Adrese baktığımda az önce gittiğim ev olduğunu anladım. Siyahlı kız aklıma geldi. İstem dışı sırıtmaya başladım. O arada adam elime bir miktar para sıkıştırarak Alara'ya vereceksin dedi. Elimdeki paraya baktım, gerekenden daha fazla olduğun da şaşırdım ve ''bu benim işim'' diyerek parayı geri verdim. Ve adama ''iyi günler.'' diyerek adrese doğru yürümeye başladım. O arada aklıma okulların 1 hata sonra açılacağı ve artık işi bırakmam gerektiğini hatırladım. Zaten babamın kendi şirketi olduğundan babam büyük ihtimalle bugün ya da yarın beni işten çıkartırdı. Yol boyunca bana aniden kapıyı açan siyah kısa saçlı, esmer, fiziği güzel, uzun boylu kızı düşündüm ve gayet güzel olduğuna karar verdim. Gerçi paketi verdiğim kızda,kumral, fiziği gayet güzel, esmere göre biraz kısa, saçları uzun gayet hoş bir kızdı. Fakat hediyeye bakılırsa sevgilisi vardı. Neyse esmer kız daha hoştu. Ben bunları düşünerek kapıya geldim ve düşüncelerimden ayrılıp zile bastım.
ALARA -
Ama bu sabah ki postacı bozuntusu !! Ne işi var acaba burada ? Hemen elindeki pakete gözüm ilişti. Kesin yine Yarenedir derken çocuk bir anda konuşmaya başladı.
- Kusura bakmayın rahatsız ettim ama Alara siz misiniz ?
- Evet benim ne vardı ?
- Size bir paket vardı.
diyerek elindeki paketi bana doğru uzattı. Şaşkın bir biçimde paketi aldım. Ve iyi günler diyerek kapıyı kapatacakken ''Pardon bir şey diyecektim'' diyerek beni durdurdu. Çocuğa ne var gibisinden bir bakış attım.

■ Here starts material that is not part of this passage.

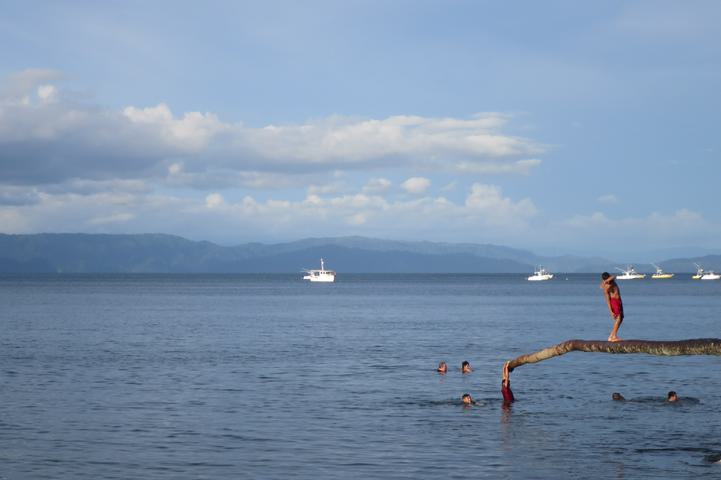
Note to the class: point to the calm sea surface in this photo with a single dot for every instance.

- Numaranızı verir misiniz ?
Aslında çocuk gayet yakışıklıydı. Benden biraz uzun, kasları tişörtün altından belli olan, esmer, siyah saçlı, yeşil gözlü, hoş bir çocuktu. Ama daha hiç tanımadığım birine numaramı da veremezdim. Sert bir şekilde :
- Veremem.
diyerek kapıyı kapattım. Tam içeri geçecekken kapı yine çaldı. Bu kez sinirle ''yine ne var'' diyerek kapıyı açtım ve karşımda Yaren'i görünce bir an afalladım. Daha sonra Yaren pis pis sırıtınca gözlerimi devirerek içeriye geçtim. Yaren de arkamdan geldi. Koltuğa oturunca ona dönerek ;
- Hani sen sevgilinle buluşuyordun ?
- Beyfendinin işi çıkmış.
- Aa bizim aşk böceklerimiz bugün buluşamamış ne kadar üzüldüm anlatamam (!)
dedim ağlamaklı bir ses tonuyla dalga geçerek. Yaren de yastığı alıp kafama geçirerek :
- Akşam bir daha buluşacağız ve sende geleceksin canım.
dedi bende umursamaz bir tavırla :
- Tabi Tabi diyerek pakete doğru yöneldim. Paketi açtığımda içinden kullanmam gereken ama kullanmadığım ilaçlar ve bir not çıktı. Notu okumaya başladım.
*NOT : BENDEN NEFRET ETTİĞİNİ BİLİYORUM AMA BU İLAÇLARI İÇMELİSİN, BU İLAÇLARI BEN ALIYORUM DİYE İÇMEMEZLİĞİ BIRAK, BENİM YÜZÜMDEN BAŞLADIN BUNLARA BARİ İZİN VERDE BUNLARI BEN ALAYIM, SONUÇTA BENDEN İĞRENSENDE BEN SENİN HALA BABANIM.*
Notu okuduktan sonra Yaren'e döndüm ve konuşmaya başladım.
- Hah!! Şaka mı yapıyor bu adam ? Çok beklersin ben bunları nah içerim. Öfke problemim varsa benim problemim sanane amk ! Bir de kalkmış ben senin hala babanım diyor. Gerizekalıya bak. Bana sürtük muamelesi yapıp herkesin içinde tokat atarkende babamdın ! Daha yeni mi aklına geliyor bunlar !
- Kızım babanı sevmesende bu ilaçları içmek zorundasın ! Baban hayatından daha önemli değil.
- Haklısın ama sende bana biraz hak ver.
- Tamam anladık babandan nefret ediyorsun ama içmelisin bunları, iyileşmen için. Hadi ben içeri geçiyorum.
- Tamam.
YAREN -
Aslında Alaraya da hak veriyorum ama yapabilecek bir şeyim yok içmesi lazım. Sonra içmediği zaman sinir krizine girip kendine zarar veriyor. Neyse ben ona içiririm zaten. Şimdi Buğra'ya bakalım ne yapmış.
Bu arada telefonuma multimedya mesajı gelmiş. Hemen açıp baktım. Ekranda görülen resimle birden şok oldum. Çünkü ekranda Buğra ve bir kızın Cafede otururken haddinden fazla yakın fotoğrafını gördüm. Ve altında ki yazıyı okudum.